Summary
Single cell RNA-Seq has emerged as a powerful tool in diverse applications, ranging from determining the cell-type composition of tissues to uncovering the regulators of developmental programs. A near-universal step in the analysis of single cell RNA-Seq data is to hypothesize the identity of each cell. Often, this is achieved by finding cells that express combinations of marker genes that had previously been implicated as being cell-type specific, an approach that is not quantitative and does not explicitly take advantage of other single cell RNA-Seq studies. Here, we describe our tool, SingleCellNet, which addresses these issues and enables the classification of query single cell RNA-Seq data in comparison to reference single cell RNA-Seq data. SingleCellNet compares favorably to other methods, and it is notably able to make sensitive and accurate classifications across platforms and species. We demonstrate how SingleCellNet can be used to classify previously undetermined cells, and how it can be used to assess the outcome of cell fate engineering experiments.
Highlight
SingleCellNet (SCN) enables the classification of scRNA-Seq data across platforms and species
SCN is open source and extendible
We illustrate the utility of SCN with three example applications
Highlight
Introduction
Single cell RNA-Seq (scRNA-Seq) has rapidly emerged as a powerful tool to generate cell atlases of organs, tissues, and even complete organisms (Cao et al., 2017; Han et al., 2018; Tabula Muris Consortium et al., 2018), to define stages and regulators of lineage commitment during development (Kumar et al., 2017), and to determine how perturbations such as age, pathology, or genetic variation impact cell composition and cell state (Haber et al., 2017; Kowalczyk et al., 2015; Park et al., 2018; Patel et al., 2014).

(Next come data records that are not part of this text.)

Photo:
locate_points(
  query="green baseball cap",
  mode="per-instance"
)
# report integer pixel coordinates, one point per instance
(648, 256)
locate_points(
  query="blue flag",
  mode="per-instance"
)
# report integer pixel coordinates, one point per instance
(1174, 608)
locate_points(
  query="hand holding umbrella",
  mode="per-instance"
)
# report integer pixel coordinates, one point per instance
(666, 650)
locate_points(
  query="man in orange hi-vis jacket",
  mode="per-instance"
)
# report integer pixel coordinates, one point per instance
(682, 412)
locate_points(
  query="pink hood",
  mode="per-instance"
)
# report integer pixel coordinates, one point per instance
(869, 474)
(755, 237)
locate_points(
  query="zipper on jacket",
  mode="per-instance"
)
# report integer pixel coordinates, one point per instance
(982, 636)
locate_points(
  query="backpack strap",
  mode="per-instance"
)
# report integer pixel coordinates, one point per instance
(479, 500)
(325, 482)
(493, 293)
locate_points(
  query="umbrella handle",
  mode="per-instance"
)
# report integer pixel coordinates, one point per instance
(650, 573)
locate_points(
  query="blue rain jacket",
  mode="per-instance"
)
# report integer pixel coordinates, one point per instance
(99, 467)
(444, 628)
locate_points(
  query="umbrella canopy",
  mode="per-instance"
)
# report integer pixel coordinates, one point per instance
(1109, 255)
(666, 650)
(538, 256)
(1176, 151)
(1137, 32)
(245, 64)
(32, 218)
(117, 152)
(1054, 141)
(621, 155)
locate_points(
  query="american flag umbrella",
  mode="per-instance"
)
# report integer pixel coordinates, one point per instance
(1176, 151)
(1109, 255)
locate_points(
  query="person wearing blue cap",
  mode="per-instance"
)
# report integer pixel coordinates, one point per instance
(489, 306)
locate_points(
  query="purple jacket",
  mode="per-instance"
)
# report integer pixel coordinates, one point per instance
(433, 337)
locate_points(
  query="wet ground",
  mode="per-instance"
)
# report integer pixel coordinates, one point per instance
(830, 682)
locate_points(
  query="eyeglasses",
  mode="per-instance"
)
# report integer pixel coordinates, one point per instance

One of the most time-consuming aspects of scRNA-Seq investigations is annotating each cell, or in other words, determining each cell’s ‘type’. This often requires further experimentation such as in situ-based methods to localize cells within a tissue, or prospective isolation followed by functional assessment. It is evident, that a faster method with more quantitative rigor method is needed. One approach would be to develop a method that allows the direct comparison of ‘query’ scRNA-Seq data to an existing scRNA-Seq dataset in which the cells have already been identified, such as a cell atlas.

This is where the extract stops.